In Edinburgh Chalmers was able to influence a rising generation.  Names you may have heard of came under is sway: Robert Murray McCheyne, William Cunningham, Andrew Bonar, Horatius Bonar, George Smeaton and others.  One example of what he did is on Saturday mornings he got his students to gather for prayer in New College and in pairs visit the poorest areas of the city.  One of those who gathered was McCheyne and it was said of him that “In Chalmers more than any other person that McCheyne found the mould for his ecclesiastical and religious thought.”
 
The Disruption
Through the labours of Chalmers and others an evangelical revival had been occurring and in 1834 they had the majority in the Church.  A controversy had been brewing for some time over the right of congregations to choose their own ministers, rather than the rich landowners imposing their choice.  The 1834 assembly gave congregations the right to veto the appointment of any minister that they could not agree to.  This led to a significant dispute between the Church and the state which eventually was decided in the House of Lords against the rights of the Church.  Believing that “the crown rights of King Jesus” had been violated by the state Chalmers led nearly 40% of the ministers out of the Church of Scotland to form the Free Church of Scotland.  Soon 800 churches were established and a new theological college in Edinburgh founded. Some key features of Chalmers vision for the Free Church:
-          Strong churches support the weak by giving funds to support their work.  This was known as the “sustentation fund” and was a practical expression of Presbyterian unity.
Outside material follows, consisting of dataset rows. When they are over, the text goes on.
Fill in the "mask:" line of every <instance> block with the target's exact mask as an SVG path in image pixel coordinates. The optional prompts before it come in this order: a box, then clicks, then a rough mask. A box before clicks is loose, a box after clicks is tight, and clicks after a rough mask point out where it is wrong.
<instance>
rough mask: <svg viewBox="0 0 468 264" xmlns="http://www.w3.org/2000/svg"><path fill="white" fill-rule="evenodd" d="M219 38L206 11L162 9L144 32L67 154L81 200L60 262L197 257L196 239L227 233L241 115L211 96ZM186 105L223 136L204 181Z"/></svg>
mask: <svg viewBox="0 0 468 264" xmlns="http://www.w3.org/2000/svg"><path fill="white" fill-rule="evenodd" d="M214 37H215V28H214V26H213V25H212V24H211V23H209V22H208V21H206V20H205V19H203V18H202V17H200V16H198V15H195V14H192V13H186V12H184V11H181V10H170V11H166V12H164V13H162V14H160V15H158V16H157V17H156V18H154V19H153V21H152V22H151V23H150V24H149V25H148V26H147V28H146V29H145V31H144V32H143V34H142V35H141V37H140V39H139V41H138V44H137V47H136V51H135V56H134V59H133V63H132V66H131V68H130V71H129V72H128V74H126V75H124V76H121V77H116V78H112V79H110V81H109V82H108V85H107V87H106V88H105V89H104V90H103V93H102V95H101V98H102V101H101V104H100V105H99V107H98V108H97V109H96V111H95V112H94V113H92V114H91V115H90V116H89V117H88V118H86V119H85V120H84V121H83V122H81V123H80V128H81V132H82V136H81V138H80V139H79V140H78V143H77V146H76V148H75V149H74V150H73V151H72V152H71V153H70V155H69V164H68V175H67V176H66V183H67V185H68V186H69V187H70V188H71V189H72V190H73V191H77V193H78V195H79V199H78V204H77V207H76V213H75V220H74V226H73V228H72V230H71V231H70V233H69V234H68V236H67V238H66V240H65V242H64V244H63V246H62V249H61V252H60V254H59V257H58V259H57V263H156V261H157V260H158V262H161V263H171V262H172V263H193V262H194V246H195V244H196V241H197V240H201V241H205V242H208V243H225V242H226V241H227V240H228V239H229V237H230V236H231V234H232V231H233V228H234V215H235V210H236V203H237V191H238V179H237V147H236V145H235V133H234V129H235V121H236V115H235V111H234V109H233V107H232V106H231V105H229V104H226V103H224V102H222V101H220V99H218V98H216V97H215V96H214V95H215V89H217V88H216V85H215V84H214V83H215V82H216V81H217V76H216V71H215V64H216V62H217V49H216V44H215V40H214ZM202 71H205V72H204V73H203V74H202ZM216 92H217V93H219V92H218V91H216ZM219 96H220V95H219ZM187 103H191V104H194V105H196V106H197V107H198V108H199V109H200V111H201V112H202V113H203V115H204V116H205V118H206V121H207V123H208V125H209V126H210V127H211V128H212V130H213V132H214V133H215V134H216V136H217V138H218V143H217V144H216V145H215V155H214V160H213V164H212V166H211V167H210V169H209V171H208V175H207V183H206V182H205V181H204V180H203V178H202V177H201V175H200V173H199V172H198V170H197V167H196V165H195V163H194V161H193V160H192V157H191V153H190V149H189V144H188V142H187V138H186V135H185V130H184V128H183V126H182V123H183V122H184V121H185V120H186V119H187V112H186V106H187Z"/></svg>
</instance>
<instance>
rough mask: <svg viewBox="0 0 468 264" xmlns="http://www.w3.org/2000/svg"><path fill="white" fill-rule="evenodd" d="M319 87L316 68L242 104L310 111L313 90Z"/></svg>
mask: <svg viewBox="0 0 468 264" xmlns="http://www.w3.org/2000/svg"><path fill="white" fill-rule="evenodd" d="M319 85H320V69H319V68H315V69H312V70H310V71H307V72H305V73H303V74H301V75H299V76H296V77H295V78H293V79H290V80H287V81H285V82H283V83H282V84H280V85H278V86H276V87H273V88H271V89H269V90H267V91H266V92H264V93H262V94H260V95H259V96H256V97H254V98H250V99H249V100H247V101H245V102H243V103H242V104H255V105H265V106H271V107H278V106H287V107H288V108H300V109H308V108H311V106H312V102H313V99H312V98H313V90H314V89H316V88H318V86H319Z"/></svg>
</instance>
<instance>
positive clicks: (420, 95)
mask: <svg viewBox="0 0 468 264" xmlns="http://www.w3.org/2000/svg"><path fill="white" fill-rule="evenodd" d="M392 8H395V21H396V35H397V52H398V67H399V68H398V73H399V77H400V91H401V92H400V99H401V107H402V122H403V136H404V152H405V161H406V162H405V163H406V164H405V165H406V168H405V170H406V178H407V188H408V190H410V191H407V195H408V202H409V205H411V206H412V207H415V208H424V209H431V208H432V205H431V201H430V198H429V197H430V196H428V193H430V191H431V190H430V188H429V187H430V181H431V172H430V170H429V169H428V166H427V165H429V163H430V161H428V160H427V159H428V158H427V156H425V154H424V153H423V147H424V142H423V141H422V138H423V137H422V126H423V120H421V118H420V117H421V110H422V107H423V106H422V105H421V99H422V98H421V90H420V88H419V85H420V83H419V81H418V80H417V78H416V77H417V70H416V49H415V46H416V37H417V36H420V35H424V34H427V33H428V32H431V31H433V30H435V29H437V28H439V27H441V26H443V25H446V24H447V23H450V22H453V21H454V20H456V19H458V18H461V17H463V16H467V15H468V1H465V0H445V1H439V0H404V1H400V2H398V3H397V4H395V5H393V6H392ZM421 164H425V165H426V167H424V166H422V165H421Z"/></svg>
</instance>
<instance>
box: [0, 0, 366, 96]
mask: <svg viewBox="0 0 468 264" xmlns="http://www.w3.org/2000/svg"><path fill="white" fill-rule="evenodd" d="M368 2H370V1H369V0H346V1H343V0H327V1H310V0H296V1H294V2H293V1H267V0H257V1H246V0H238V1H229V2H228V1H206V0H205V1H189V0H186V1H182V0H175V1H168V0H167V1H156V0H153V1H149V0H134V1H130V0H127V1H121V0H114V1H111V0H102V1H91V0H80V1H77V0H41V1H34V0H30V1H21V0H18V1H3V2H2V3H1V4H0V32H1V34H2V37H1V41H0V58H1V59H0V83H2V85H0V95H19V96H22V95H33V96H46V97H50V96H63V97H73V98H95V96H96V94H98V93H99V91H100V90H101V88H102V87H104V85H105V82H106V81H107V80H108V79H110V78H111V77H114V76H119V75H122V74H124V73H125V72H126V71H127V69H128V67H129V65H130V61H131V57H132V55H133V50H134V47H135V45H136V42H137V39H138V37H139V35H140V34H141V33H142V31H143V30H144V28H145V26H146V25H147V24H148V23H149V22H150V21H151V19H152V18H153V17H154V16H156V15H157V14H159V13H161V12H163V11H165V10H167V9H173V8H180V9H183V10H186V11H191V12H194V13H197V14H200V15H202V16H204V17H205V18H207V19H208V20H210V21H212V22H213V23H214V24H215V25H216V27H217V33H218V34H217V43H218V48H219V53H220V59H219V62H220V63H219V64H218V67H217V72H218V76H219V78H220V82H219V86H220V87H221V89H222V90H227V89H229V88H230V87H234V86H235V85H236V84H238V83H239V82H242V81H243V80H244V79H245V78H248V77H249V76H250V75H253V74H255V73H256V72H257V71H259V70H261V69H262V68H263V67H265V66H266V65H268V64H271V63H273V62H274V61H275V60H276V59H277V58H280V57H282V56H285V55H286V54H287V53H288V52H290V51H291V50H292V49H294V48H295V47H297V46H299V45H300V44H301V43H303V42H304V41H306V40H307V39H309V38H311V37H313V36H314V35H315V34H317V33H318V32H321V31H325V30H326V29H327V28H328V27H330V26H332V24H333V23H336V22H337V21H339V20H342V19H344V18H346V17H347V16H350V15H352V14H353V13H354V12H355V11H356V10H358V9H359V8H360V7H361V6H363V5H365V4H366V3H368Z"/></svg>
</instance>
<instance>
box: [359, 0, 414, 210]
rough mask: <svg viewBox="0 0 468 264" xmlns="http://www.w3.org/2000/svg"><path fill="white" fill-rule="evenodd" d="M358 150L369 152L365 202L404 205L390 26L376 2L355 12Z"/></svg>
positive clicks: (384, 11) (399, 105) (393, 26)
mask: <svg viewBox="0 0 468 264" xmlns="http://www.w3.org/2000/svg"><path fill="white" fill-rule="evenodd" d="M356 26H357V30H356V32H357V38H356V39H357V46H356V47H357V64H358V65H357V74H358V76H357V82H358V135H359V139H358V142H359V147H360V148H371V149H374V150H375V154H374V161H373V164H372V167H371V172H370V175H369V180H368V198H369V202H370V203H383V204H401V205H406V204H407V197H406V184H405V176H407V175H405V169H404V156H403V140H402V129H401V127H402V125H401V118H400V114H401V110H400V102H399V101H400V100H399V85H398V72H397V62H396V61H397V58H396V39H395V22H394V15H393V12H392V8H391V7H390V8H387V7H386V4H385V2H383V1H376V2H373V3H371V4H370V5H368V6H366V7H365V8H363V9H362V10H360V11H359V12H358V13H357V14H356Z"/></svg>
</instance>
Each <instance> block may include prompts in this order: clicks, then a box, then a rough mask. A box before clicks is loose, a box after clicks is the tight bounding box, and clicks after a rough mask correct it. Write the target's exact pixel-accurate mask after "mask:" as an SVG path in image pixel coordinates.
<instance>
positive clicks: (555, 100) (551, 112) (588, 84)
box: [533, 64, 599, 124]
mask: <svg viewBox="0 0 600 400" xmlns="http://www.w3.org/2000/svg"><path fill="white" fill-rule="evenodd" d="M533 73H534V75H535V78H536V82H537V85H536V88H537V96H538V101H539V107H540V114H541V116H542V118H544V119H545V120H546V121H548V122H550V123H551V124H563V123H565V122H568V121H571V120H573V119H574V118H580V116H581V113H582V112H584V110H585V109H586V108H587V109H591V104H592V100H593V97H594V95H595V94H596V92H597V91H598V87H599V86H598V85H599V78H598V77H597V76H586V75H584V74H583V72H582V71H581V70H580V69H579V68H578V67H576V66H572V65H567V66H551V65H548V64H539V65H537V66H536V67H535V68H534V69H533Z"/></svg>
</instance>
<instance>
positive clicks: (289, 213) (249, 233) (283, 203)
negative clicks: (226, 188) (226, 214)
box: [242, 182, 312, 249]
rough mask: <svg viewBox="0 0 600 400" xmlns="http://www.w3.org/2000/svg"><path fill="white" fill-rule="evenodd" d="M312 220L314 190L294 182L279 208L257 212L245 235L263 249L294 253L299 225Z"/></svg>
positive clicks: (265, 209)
-          Passionately evangelistic e.g. reaching out in the West Port of Edinburgh
-          Non-denominational e.g. despite being the leading founder of the denomination, Chalmers could say “Who cares for the Free Church compared with the Christian good of Scotland.”
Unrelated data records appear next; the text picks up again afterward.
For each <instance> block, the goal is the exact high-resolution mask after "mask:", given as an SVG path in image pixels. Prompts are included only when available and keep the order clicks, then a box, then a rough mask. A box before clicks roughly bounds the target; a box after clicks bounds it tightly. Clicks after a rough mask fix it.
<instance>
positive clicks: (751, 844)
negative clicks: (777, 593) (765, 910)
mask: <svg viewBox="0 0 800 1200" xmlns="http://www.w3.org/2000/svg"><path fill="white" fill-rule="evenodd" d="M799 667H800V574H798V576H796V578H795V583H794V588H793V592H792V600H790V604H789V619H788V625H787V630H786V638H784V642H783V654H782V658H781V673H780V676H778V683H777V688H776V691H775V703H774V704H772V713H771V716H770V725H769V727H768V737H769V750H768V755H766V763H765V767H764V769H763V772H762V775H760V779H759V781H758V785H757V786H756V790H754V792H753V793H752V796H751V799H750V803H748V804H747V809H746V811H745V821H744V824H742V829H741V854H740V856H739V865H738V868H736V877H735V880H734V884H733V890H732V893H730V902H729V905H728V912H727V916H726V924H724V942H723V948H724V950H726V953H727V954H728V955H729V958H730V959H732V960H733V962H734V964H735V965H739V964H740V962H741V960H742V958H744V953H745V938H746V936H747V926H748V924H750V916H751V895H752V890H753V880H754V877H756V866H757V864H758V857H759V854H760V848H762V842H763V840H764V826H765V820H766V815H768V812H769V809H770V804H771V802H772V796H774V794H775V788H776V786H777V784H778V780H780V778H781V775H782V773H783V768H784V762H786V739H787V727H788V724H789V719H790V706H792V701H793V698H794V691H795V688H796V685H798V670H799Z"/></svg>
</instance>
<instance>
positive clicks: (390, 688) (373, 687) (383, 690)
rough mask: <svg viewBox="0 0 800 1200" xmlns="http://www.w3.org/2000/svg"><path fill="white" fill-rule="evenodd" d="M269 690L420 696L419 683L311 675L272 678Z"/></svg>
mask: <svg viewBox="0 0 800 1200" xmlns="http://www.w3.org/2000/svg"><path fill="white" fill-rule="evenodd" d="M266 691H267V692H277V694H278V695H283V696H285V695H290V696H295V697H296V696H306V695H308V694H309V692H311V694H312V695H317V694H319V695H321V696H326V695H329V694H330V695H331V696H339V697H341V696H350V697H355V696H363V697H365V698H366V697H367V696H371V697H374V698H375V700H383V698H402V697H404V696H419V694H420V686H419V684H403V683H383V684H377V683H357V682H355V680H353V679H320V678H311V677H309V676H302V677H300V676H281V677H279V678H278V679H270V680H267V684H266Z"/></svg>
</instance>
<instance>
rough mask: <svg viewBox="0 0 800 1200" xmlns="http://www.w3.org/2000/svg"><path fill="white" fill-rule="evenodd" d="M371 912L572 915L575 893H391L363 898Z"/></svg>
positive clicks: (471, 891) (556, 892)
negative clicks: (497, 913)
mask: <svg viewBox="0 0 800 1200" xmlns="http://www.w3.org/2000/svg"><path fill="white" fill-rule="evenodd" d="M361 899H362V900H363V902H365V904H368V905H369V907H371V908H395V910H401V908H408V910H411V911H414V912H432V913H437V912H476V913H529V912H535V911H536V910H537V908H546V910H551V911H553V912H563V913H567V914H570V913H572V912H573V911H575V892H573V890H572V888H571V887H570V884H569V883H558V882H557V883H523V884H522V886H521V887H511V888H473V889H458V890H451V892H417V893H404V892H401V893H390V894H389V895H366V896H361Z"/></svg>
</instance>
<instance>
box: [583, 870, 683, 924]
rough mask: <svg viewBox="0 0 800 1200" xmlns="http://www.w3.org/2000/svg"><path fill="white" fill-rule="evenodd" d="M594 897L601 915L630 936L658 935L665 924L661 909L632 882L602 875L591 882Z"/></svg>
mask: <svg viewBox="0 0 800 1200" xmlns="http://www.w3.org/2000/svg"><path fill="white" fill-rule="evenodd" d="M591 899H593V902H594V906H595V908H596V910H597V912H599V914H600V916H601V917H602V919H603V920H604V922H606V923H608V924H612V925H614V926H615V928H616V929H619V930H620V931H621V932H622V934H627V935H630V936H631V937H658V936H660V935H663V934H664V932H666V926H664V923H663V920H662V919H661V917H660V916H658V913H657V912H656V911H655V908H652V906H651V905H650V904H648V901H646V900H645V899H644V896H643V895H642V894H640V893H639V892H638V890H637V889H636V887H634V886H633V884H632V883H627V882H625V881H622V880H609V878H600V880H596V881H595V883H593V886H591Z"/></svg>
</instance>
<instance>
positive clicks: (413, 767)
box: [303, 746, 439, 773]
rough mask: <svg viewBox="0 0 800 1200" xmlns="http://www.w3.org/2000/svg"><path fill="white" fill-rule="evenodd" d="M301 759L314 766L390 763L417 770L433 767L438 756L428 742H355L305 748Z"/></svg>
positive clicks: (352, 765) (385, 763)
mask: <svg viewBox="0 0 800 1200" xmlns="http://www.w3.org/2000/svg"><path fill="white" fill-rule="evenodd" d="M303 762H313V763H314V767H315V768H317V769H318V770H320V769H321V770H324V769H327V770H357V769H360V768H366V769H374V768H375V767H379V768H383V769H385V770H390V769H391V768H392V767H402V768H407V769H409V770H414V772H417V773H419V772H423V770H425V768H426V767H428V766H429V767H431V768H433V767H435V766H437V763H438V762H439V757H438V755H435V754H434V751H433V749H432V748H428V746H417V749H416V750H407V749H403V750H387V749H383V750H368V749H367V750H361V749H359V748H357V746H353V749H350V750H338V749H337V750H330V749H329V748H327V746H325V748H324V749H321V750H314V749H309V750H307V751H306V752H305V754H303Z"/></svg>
-          Committed to evangelical unity e.g. Chalmers was one of the founders of the Evangelical Alliance.
What is a real testament to Chalmers is that when the Free Church split from the Church of Scotland, every single missionary identified themselves with the new Free Church!
Chalmers died 4 years after the Free Church was founded.  Andrew Bonar said: “Remember that very few men, and very few ministers, keep up to the end the edge that was on their spirit at the first.” Chalmers did.
Application: How does Chalmer’s founding a new denomination fit with Christian unity?  Why split the church over the election of ministers when there is a “plague” of Moderate ministers in the church?  Which if any of these should have split the Kirk?
 
So, the life of Thomas Chalmers.  Wouldn’t it be good if a day could come when articles on Chalmers could once again begin: “Thomas Chalmers, as all the world knows, was born in the Fifeshire town of Anstruther in the year 1780”!